Once all of the MACsec configuration is done we would be able to exchange traffic between Alice and Bob, using authenticated and encrypted packets:

Alice # ip link set macsec0 up
Alice # ip addr add 192.168.42.1/24 dev macsec0

  Bob # ip link set macsec0 up
  Bob # ip addr add 192.168.42.2/24 dev macsec0

What’s coming next: hardware offloading

There are hardware devices featuring a MACsec transformation implementation which can be used to offload the frame generation and encryption / authentication of MACsec frames (for both ingress and egress frames). The benefit of hardware offloading is to discharge the CPU from doing certain operations (in our case MACsec transformations) by doing them in a dedicated hardware engine, which may or may not provide better performance. The idea is essentially to free the CPU from being used by a single application so that the system in its whole runs better.

MACsec offloading devices aren’t currently supported in the Linux kernel and no generic infrastructure is available to delegate MACsec operation to a given hardware device. At Bootlin over the last months we worked on adding such an infrastructure and support for offloading MACsec operations to a first device.

This work was done in two steps. First we needed to extend the current MACsec implementation to propagate commands and configuration to hardware drivers. Our idea was to leverage the current MACsec software implementation to use the exact same commands described above to setup an hardware accelerated MACsec connection, when a Linux networking port supports it. This should allow to have a more maintainable implementation as well.

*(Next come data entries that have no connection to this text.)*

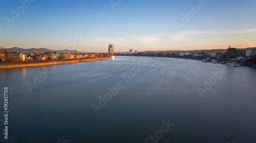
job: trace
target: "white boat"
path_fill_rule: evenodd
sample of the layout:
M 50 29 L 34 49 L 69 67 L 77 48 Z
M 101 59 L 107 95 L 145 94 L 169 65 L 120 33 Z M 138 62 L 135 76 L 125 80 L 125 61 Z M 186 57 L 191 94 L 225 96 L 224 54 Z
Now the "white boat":
M 226 64 L 226 66 L 230 66 L 230 67 L 240 67 L 240 66 L 239 66 L 239 64 L 236 64 L 234 63 L 227 63 L 227 64 Z
M 211 60 L 211 63 L 218 64 L 218 60 Z

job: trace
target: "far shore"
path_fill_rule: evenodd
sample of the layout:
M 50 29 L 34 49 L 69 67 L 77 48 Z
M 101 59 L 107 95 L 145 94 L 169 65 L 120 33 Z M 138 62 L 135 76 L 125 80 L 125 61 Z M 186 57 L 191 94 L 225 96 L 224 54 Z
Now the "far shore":
M 6 65 L 0 65 L 0 69 L 24 68 L 28 67 L 35 67 L 35 66 L 49 66 L 52 65 L 72 64 L 78 62 L 86 62 L 89 61 L 103 60 L 112 58 L 112 57 L 106 57 L 106 58 L 99 58 L 92 59 L 84 59 L 84 60 L 81 60 L 80 61 L 73 60 L 73 61 L 60 61 L 60 62 L 53 61 L 52 62 L 46 62 L 46 63 L 40 63 L 19 64 L 18 64 Z

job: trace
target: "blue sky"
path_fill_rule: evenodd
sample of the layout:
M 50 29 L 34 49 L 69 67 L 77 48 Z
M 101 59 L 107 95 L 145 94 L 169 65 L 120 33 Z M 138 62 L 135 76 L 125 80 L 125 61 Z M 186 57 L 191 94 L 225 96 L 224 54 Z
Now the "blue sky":
M 20 1 L 25 6 L 0 2 L 0 45 L 6 48 L 98 52 L 110 44 L 115 52 L 256 46 L 255 1 Z M 12 17 L 12 9 L 19 16 Z

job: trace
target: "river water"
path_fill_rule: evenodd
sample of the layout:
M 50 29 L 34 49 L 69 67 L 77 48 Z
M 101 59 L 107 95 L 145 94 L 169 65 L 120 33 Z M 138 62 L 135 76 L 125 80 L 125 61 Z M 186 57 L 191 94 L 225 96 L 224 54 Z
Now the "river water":
M 163 58 L 2 69 L 0 142 L 255 142 L 255 79 L 249 67 Z

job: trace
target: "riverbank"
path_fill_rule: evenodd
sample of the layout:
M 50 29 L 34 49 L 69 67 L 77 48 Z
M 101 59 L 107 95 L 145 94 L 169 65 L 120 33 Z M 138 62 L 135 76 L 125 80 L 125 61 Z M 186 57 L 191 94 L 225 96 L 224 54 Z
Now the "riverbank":
M 72 64 L 78 62 L 86 62 L 89 61 L 99 61 L 99 60 L 104 60 L 109 59 L 112 59 L 111 57 L 106 57 L 106 58 L 100 58 L 97 59 L 83 59 L 79 60 L 75 60 L 75 61 L 60 61 L 60 62 L 54 62 L 53 61 L 52 62 L 46 62 L 46 63 L 32 63 L 32 64 L 16 64 L 16 65 L 1 65 L 0 69 L 10 69 L 10 68 L 24 68 L 24 67 L 35 67 L 35 66 L 49 66 L 52 65 L 59 65 L 59 64 Z

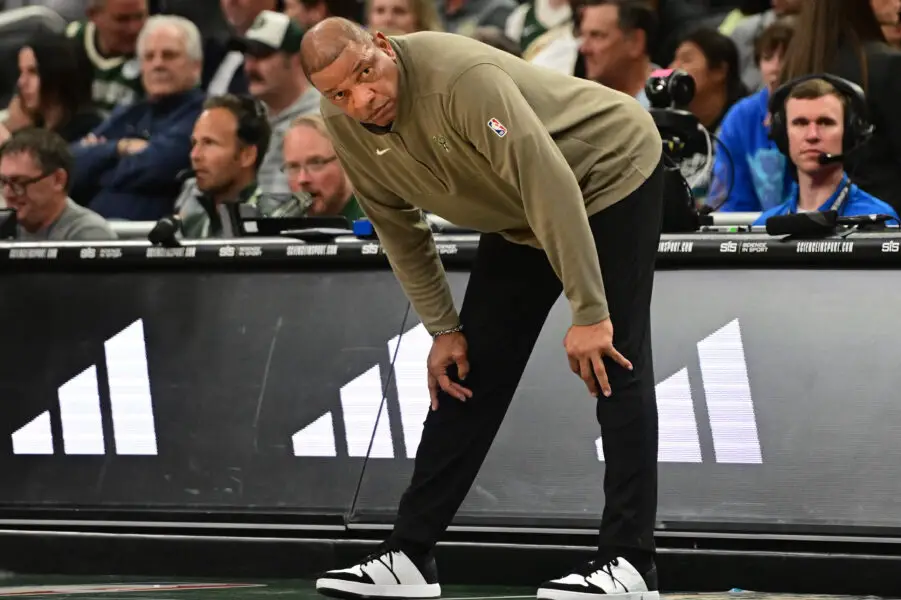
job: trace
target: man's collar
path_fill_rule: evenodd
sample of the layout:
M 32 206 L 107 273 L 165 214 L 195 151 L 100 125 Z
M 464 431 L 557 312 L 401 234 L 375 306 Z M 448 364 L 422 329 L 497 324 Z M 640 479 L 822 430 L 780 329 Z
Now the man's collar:
M 169 96 L 163 96 L 162 98 L 156 98 L 153 100 L 148 99 L 147 102 L 153 107 L 153 110 L 160 112 L 168 112 L 170 110 L 174 110 L 181 106 L 185 100 L 188 100 L 192 96 L 196 96 L 198 93 L 202 93 L 199 88 L 191 88 L 190 90 L 185 90 L 184 92 L 178 92 L 176 94 L 171 94 Z
M 238 196 L 235 198 L 234 202 L 224 202 L 222 204 L 244 204 L 245 202 L 256 203 L 259 192 L 259 184 L 254 179 L 245 188 L 238 192 Z M 216 211 L 216 201 L 213 199 L 213 197 L 206 192 L 198 190 L 197 199 L 200 201 L 201 206 L 203 206 L 207 214 L 212 217 Z
M 825 210 L 838 210 L 841 212 L 843 206 L 848 203 L 848 196 L 854 191 L 853 184 L 848 180 L 848 174 L 844 171 L 842 172 L 842 178 L 835 186 L 835 189 L 832 190 L 832 193 L 829 195 L 829 198 L 826 199 L 820 206 L 817 207 L 817 210 L 822 212 Z M 847 190 L 847 191 L 846 191 Z M 801 187 L 795 182 L 793 186 L 793 194 L 791 195 L 791 206 L 789 207 L 789 212 L 794 214 L 798 212 L 798 202 L 801 199 Z M 839 195 L 842 196 L 841 202 L 838 206 L 833 207 L 833 204 L 839 200 Z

We then worked on implementing a MACsec specific helper in a networking PHY driver : the Microsemi VSC8584 Ethernet PHY. This PHY has a MACsec engine which can be used to match flows and to perform MACsec transformations and operations. When configured packets can be encrypted and decrypted, protected and validated, without the CPU intervention.

Conclusion

We recently sent a first version of patch series to the Linux network mailing list, which is currently being discussed. This series of patches introduces both the hardware offloading support for MACsec and the ability to offload MACsec operations to a first hardware engine. We hope support for other MACsec engines will come after!